The full risk stack, no in-place income, legacy environmental exposure, entitlement confirmation requirements, and a split lease-up across residential and retail, pointed to one part of the capital markets: bridge debt funds with experience in New York City adaptive reuse.
The Solution
Trevor Damyan and the Commercial Lending Solutions team positioned this deal as a bridge debt fund execution from the first conversation and built the lender outreach accordingly. The environmental work was commissioned and completed before meaningful lender engagement, so by the time term sheets were being negotiated, the Phase I and Phase II results were in hand along with a proposed indemnification structure that had already been reviewed by environmental counsel. Presenting a lender with a solved problem is a different conversation than presenting them with a pending one.
The as-of-right zoning confirmation was documented and included in the initial deal package. Lenders underwriting adaptive reuse in New York want to know that the conversion does not depend on a variance, a special permit, or a favorable Board of Standards and Appeals outcome. Providing that confirmation upfront removed a category of uncertainty that would otherwise have generated weeks of back-and-forth.
The retail underwriting was presented with its own reserve analysis and a conservative lease-up timeline that acknowledged current market conditions on the corridor. Showing the lender that the retail risk was already stress-tested, rather than waiting for them to stress-test it themselves, tightened the due diligence process considerably.
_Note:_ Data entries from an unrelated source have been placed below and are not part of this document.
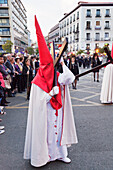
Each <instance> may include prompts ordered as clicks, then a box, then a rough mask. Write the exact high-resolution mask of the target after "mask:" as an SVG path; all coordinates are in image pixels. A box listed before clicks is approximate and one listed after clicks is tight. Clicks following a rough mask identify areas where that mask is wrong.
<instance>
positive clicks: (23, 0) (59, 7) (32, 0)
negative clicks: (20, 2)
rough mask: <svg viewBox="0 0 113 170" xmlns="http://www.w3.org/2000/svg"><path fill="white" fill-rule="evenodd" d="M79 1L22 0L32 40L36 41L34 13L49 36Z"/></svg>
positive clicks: (44, 35)
mask: <svg viewBox="0 0 113 170" xmlns="http://www.w3.org/2000/svg"><path fill="white" fill-rule="evenodd" d="M79 1H80V0H22V2H23V4H24V6H25V8H26V10H27V22H28V29H29V31H30V32H31V39H32V41H33V42H35V41H36V31H35V26H34V15H36V16H37V19H38V22H39V25H40V27H41V30H42V33H43V35H44V36H47V35H48V33H49V31H50V29H51V28H52V27H53V26H54V25H56V24H57V23H58V22H59V20H60V19H62V18H63V16H64V13H68V12H70V11H71V10H73V9H74V8H75V7H76V6H77V4H78V2H79ZM82 1H83V0H82ZM84 1H85V0H84ZM108 1H109V2H113V0H86V2H108Z"/></svg>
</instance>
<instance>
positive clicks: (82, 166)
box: [0, 70, 113, 170]
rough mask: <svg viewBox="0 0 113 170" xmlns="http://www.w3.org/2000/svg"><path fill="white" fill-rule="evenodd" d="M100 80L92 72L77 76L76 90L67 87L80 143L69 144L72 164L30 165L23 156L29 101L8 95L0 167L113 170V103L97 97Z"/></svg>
mask: <svg viewBox="0 0 113 170" xmlns="http://www.w3.org/2000/svg"><path fill="white" fill-rule="evenodd" d="M100 75H101V76H100V83H97V82H93V75H92V74H89V75H87V76H85V77H83V78H80V80H79V82H78V84H77V90H72V89H70V93H71V97H72V104H73V110H74V116H75V122H76V127H77V133H78V139H79V143H78V144H77V145H73V146H72V147H71V148H69V157H70V158H71V159H72V163H71V164H65V163H62V162H59V161H55V162H52V163H49V164H47V165H46V166H44V167H42V168H33V167H32V166H31V165H30V164H29V161H26V160H23V150H24V138H25V129H26V121H27V109H28V102H27V101H26V94H25V93H24V94H17V96H16V97H15V98H10V99H8V100H10V101H11V104H10V105H9V107H7V108H6V112H7V115H4V116H1V117H2V119H3V121H2V123H1V125H5V130H6V132H5V134H3V135H0V170H34V169H42V170H49V169H51V170H57V169H58V170H113V105H102V104H101V103H100V100H99V96H100V89H101V82H102V75H103V70H102V71H101V72H100Z"/></svg>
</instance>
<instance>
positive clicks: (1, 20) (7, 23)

The facility closed as a floating-rate bridge loan, interest-reserve-funded for the full construction and lease-up period, with a term structured to carry the asset to stabilization and a clear path to agency or life company permanent financing once occupancy and retail leasing reached threshold levels.
The Outcome
The sponsor closed on $48,000,000 in bridge financing sized in the mid-60s percent of projected stabilized value. The structure included full interest reserves, dedicated TI and leasing commission reserves for the retail component, and a loan term matched to a realistic conversion and lease-up schedule. The borrower has a clear refinancing target once the residential units are occupied and the retail space is leased, at which point the asset will qualify for the lower-cost permanent capital that was never available at origination.